More on Bharat Bandh

The only partial success of    the Bharat Bandh has shown that the problems of building up an all-India united front against the Bharatiya Janata Party (BJP) are immense. It is curious that the TMC, the ruling party in West Bengal, opposed the bandh while the Bahujan Samaj Party (BSP) and its leader, Mayawati refused to join it. In contrast, the Kisan rally organised earlier was fairly successful. Issues like the rise in the prices of petrol and diesel do not evoke much response as yet, although ordinary customers do not approve of such rises. It may be recalled that when the prices of petrol and petroleum products drastically went down in the international market, the Modi government preferred to keep them out of the GST. Now the official explanation for the rise is the rise in international prices. This is hypocritical, but the way the bandh was called and implemented highlights the failure of the opposition. In truth they are still in disarray. The tyrannical face of communal fascism has been evidenced in numerous events. It is communal, because it is based on the ideology of the 'othering' of Muslims and dalits. It is fascist because it constantly endeavours to punish protesters including writers, journalists, researchers, lawyers and civil rights activists by inciting the police,who are only too ready to serve as the lackeys of the powerful, against them. Refusal to take complaints against an MLA for raping a girl and instead filing false cases against the father of the victim, ultimately torturing him to death, is one example. Such examples have grown in number and intensity ever since Narendra Modi and Amit Shah's ascent to power.

Of course, the so-called opposition parties cannot escape their responsibility. As far as West Bengal is concerned, one phenomenon is particularly noticeable, namely growing influence of the ideology of anti-Muslim communalism. One reason is the increasingly dictatorial actions of the ruling Trinammul Congress, which has been bent on suppressing all dissent by force. Growing ccorruption is an additional factor.

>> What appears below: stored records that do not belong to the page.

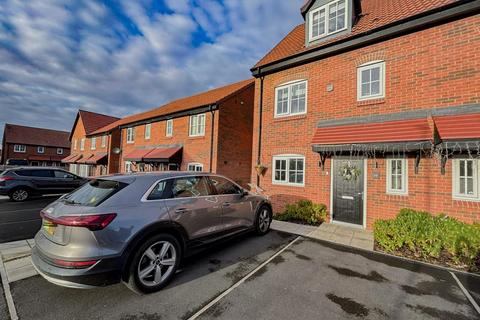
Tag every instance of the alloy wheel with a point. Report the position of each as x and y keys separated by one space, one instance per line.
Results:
x=20 y=195
x=157 y=263
x=264 y=220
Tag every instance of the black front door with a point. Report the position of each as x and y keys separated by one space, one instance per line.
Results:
x=348 y=190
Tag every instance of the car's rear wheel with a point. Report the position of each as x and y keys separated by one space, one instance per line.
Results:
x=19 y=194
x=263 y=220
x=154 y=264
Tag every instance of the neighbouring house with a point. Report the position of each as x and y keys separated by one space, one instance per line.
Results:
x=372 y=106
x=33 y=146
x=210 y=131
x=92 y=154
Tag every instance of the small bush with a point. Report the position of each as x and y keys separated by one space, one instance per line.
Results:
x=430 y=237
x=304 y=211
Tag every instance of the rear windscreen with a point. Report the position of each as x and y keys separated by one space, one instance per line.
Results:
x=93 y=193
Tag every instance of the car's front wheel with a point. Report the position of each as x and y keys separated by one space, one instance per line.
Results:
x=19 y=194
x=263 y=220
x=154 y=264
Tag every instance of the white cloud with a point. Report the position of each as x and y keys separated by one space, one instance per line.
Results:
x=55 y=58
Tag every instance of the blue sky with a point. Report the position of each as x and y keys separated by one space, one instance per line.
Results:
x=122 y=57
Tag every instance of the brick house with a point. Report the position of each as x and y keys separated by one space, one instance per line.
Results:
x=210 y=131
x=33 y=146
x=372 y=106
x=92 y=154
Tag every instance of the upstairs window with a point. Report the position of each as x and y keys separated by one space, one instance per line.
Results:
x=371 y=81
x=130 y=135
x=169 y=129
x=197 y=125
x=328 y=19
x=20 y=148
x=148 y=131
x=291 y=99
x=466 y=179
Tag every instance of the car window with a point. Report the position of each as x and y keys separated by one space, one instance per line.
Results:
x=63 y=174
x=42 y=173
x=159 y=191
x=189 y=187
x=24 y=173
x=94 y=192
x=224 y=186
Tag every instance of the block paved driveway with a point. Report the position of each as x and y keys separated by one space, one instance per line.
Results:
x=307 y=280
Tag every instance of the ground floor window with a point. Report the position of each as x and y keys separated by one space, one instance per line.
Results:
x=466 y=179
x=289 y=169
x=397 y=177
x=195 y=167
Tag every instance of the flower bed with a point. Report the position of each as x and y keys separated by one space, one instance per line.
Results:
x=304 y=212
x=435 y=239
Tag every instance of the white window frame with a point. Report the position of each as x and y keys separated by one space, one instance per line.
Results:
x=148 y=131
x=327 y=20
x=104 y=141
x=196 y=128
x=20 y=148
x=404 y=190
x=369 y=66
x=128 y=167
x=289 y=85
x=456 y=180
x=287 y=158
x=131 y=135
x=195 y=165
x=169 y=128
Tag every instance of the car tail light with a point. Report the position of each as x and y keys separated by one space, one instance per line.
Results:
x=92 y=222
x=74 y=264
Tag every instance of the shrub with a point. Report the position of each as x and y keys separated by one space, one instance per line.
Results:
x=304 y=211
x=430 y=237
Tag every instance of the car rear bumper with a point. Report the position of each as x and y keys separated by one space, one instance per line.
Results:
x=104 y=272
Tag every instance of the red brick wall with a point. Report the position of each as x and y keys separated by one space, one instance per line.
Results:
x=195 y=149
x=433 y=68
x=235 y=137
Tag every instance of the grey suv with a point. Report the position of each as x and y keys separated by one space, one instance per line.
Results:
x=136 y=228
x=22 y=182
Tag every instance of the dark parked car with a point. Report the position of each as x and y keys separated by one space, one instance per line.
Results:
x=21 y=183
x=136 y=228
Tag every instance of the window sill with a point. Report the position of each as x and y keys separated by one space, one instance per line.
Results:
x=288 y=118
x=368 y=102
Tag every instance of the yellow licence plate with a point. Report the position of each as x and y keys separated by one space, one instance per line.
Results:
x=49 y=227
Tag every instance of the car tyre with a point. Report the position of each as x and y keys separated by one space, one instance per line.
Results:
x=154 y=264
x=19 y=194
x=263 y=220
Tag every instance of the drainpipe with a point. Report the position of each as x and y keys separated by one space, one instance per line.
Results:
x=211 y=136
x=260 y=115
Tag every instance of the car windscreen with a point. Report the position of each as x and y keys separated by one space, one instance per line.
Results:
x=93 y=193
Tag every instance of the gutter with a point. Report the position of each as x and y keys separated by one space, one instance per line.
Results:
x=412 y=24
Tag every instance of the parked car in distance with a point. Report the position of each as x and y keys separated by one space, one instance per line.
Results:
x=136 y=228
x=22 y=182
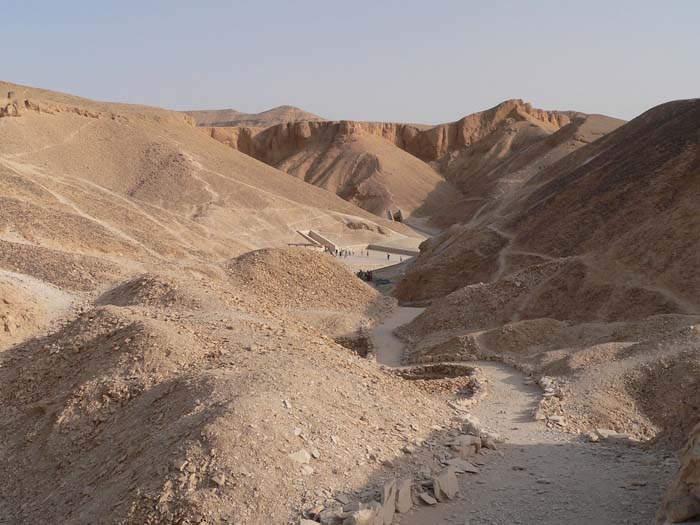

All these have driven many towards the BJP and emboldened the die-herd communal forces who had so far been lying low. They are now propagating all sorts of lies and thus misleading the people through the social media. The other is the virtual inaction of the parliamentary left which, after enjoying long years of powers and privileges, became heavily dependent on the police and robbed themselves of all independence in thought and action. Except the recent struggle in Bhangar, there has been no mass movement that caught the attention of the greater public. There too the struggle was directed mainly against the tyranny of the ruling establishment. The dictatorial nature of the ruling party cadres has certainly corroded the possibility of an anti-BJP platform. In other states too, the greed for power of the opposition politicians and their internal quarrels have helped the forces of communal fascism.

What is needed is a concerted effort to build up a broad based united front capable of fighting the forces of communal fascism on all fronts, not in the polls only. This battle should cover a broad spectrum, from exposing the alliance of Modi with the plunderers of bank money, namely the corporate houses, to the comprehensive presentation of the real truths about India's history as against the distortions made by communal fascists. As Professor Amartya Sen has recently pointed out, no powerful and strong political movement can be built up through elctoral adjustments alone.